Die zwei Essensmuster bei ADHS
Essen als neurodivergente Person ist häufig nicht nur simple Nahrungsaufnahme, sondern mit mehr Schwierigkeiten verbunden, als sich eine neurotypische Person vorstellen kann. Besonders häufig treten zwei bestimmte Essensmuster auf, die ich im Nachfolgenden erläutern werde.

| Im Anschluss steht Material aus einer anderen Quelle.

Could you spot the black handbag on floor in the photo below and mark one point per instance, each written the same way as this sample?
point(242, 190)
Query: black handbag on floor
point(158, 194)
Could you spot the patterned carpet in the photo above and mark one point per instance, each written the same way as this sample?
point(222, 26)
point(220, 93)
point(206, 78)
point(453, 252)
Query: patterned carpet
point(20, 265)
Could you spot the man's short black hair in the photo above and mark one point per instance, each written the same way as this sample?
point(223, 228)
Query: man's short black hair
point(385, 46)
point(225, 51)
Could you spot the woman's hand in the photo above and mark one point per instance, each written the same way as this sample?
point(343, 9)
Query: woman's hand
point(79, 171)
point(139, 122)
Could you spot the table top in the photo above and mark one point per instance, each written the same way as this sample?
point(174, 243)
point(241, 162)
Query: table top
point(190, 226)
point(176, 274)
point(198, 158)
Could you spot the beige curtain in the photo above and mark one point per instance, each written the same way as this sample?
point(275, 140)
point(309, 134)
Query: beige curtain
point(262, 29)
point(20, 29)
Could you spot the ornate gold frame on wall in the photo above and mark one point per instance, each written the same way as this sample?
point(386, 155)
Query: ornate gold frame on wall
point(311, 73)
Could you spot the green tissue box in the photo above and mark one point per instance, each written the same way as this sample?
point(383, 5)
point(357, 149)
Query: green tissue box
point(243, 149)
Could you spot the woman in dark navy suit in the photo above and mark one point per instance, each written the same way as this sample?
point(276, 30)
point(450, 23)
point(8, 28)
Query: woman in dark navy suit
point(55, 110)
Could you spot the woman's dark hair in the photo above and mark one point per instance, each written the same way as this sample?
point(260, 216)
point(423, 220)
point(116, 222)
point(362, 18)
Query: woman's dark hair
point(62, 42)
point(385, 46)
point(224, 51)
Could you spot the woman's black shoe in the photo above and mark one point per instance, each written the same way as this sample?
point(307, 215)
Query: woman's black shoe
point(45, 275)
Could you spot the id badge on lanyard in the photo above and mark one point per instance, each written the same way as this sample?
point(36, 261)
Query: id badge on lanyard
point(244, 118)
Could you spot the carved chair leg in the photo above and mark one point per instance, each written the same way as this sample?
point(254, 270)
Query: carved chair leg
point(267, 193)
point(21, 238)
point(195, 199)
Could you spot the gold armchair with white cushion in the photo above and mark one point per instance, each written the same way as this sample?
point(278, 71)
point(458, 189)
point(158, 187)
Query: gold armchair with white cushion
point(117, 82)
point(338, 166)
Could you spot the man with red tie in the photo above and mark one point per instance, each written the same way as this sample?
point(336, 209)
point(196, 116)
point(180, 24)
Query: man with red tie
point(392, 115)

Essensmuster 1: Das Fasten-Binge-Muster
Das erste Essensmuster zeigt sich daran, dass häufig den ganzen Tag über sehr wenig gegessen wird und es dafür abends zu Binge-Attacken kommt. Meist ist die geringe Nahrungszufuhr über den Tag nicht absichtlich, sondern entsteht dadurch, dass vergessen wird, zu essen. Das kann zum Beispiel an Hyperfokus liegen - man ist so fokussiert auf seine Aufgabe, dass man alles darüber hinaus vergisst. Es kann aber auch an der geringeren Fähigkeit zur Interozeption von ADHSler*innen liegen - Menschen mit ADHS können oft Hungergefühle nicht richtig wahrnehmen, vor allem, wenn der Hunger noch nicht zu stark ist. Es kann sein, dass ein “komisches Gefühl” wahrgenommen, aber schlicht nicht dem Hunger zugeordnet wird. Ein wählerisches Verhalten bei der Nahrungsmittelauswahl kann ebenfalls ein Grund für wenig Essen tagsüber sein - bevor man irgendetwas isst, das einem nicht wirklich zusagt, isst man lieber gar nichts. Außerdem können auch stimulierende Medikamente den Appetit tagsüber senken und zu geringer Nahrungsaufnahme führen.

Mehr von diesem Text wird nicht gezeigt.